While Nintendo relieved fans with last week's announcement that the Wii U would support two tablet controllers, those hoping to take advantage of that when the system launches will be out of luck.
Nintendo of America president Reggie Fils-Aime tells Gamasutra that while the new console has multi-tablet capabilities, neither Nintendo nor its third-party partners will have any games available that take advantage of that during the launch window.
"Games need to be built that can take advantage of the two GamePad controllers," he says. "It's going to be well after launch for those game experiences to come to life."
Initially, he says, Nintendo expects developers to best figure out how to utilize a second screen in gameplay before figuring out how to incorporate a third and that could take a while to master.
"Asymmetric gameplay is going to be the next major step forward, just like active play was when we launched the Wii," says Fils-Aime. "We think that's where developers will focus first, then there will be multiple experiences that have two GamePads."
Among the other E3(ish) revelations about the Wii U was the inclusion of near-field communications in the GamePad. While Nintendo mentioned this in passing in its pre-show webcast discussing the console's hardware, it was not included in the E3 press conference.
Like dual GamePad integration, this seems to be an area where discovery is just underway and one that has yet to have any firm titles attached to it. Fils-Aime, though, hinted at one Skylanders
-like title that seems a logical (and potentially lucrative) first step.
"There's a lot of things that can be done," he says. "I've already gotten letters from Pokemon
fans wishing we would do something with it."
We didn't get 3DS value equation right
Nintendo, of course, did not announce a launch price or date for the Wii U at E3, opting instead to keep that information close to its vest and control yet another news cycle down the road. Analysts have said that anything over $300
would be considered disappointing and could put sales at risk.
Fils-Aime offered no hints about a number in our discussion, but acknowledged the company learned a valuable lesson about pricing with the 3DS handheld system last year.
"What's important is value," he says. "We need to make sure we nail the value equation and let people know you get what you pay for. It's a matter of balance. ... We didn't get that value equation right on the Nintendo 3DS."

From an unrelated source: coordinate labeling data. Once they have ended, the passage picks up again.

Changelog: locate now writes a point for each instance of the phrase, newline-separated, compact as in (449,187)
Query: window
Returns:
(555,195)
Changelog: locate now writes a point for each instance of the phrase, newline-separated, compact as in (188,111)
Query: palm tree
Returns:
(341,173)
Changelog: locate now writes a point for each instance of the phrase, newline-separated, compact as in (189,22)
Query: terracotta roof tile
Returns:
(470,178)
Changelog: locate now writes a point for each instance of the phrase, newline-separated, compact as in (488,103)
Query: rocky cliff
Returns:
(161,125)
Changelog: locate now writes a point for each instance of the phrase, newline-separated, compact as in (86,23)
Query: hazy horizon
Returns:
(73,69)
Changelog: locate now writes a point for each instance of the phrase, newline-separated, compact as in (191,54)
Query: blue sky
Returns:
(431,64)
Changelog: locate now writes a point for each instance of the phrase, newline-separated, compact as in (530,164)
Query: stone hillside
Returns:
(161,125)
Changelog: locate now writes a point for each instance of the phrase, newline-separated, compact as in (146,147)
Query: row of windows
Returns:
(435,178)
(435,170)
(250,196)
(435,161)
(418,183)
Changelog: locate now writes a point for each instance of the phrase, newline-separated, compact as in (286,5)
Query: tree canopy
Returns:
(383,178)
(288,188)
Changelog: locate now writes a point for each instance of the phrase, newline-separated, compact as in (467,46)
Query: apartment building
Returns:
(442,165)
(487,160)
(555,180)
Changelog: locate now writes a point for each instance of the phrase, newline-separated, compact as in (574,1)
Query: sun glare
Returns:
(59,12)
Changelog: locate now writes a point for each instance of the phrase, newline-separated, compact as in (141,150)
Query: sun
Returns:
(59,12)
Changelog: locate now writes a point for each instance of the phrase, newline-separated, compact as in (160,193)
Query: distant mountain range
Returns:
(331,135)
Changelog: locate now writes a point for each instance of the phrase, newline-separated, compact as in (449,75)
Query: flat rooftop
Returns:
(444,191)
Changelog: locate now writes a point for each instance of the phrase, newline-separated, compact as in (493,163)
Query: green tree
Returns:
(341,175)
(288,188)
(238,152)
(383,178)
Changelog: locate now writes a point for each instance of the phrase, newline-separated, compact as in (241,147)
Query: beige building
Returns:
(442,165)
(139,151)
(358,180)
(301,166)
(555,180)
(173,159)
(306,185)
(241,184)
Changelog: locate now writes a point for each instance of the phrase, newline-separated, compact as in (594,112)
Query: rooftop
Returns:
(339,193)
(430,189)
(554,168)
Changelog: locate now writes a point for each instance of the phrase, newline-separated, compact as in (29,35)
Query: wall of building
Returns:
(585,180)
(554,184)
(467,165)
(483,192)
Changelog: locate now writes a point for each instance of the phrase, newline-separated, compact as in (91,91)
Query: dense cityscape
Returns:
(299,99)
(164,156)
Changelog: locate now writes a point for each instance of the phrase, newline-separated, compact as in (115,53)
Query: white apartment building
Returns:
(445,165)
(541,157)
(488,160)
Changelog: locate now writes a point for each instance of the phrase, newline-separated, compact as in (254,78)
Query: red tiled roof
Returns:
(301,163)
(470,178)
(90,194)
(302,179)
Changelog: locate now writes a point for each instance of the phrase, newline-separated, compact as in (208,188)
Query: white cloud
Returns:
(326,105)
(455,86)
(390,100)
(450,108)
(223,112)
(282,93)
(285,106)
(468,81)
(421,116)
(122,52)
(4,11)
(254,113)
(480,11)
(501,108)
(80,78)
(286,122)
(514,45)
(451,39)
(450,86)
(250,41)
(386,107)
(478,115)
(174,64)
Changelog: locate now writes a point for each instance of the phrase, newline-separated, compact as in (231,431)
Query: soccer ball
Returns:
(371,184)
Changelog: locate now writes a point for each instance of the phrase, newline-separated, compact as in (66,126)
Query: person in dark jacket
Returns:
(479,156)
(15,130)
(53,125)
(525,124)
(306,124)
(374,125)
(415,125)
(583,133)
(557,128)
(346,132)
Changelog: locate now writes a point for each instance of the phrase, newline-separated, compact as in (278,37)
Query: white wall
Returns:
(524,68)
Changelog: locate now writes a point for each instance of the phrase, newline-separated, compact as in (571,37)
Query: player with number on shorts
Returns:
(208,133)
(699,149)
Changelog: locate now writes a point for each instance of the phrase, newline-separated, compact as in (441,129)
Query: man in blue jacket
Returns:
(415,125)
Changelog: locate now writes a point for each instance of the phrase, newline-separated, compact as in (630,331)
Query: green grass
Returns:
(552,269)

The other worry, since this is a new Nintendo console after all, is keeping up with demand. The company has been candid in its criticisms of its showing this E3 (with global president Satoru Iwata saying "we should have done a better job
because, in effect, we could not fully convey what Wii U is all about"). But industry observers note the company still has plenty of time to recover and betting against Nintendo is a fool's game.
Once in a lifetime
When the Wii hit stores, retailers (and Nintendo) were unable to keep up with demand for the better part of a year. No one, including Nintendo, is expecting the cry for the Wii U to be close to what we saw with the Wii, but the company is determined to avoid those supply problems once again.
"As we get closer to launch, we'll manage projections and inventory but to be fair, the Wii launch was a once in a lifetime experience," says Fils-Aime. "We want every consumer who desires a Wii U on launch day to be satisfied, but in the end, I've got to drive understanding of the concept."
Also, as the console world becomes focused on more than just video games, Nintendo knows it can't ignore other entertainment sources on the Wii U. The system will support the usual console allies Netflix, Hulu, YouTube and Amazon Video. Fils-Aime has said the company will detail the unique ways people can enjoy those (and possibly other) services on the Wii U at a later point. However, he noted, they will be key selling points for the system.
"This is truly the tip of the iceberg," he says. "Even the Netflix experience we can show you is the tip of the iceberg. We know consumers want to use their gaming device for more than just gaming."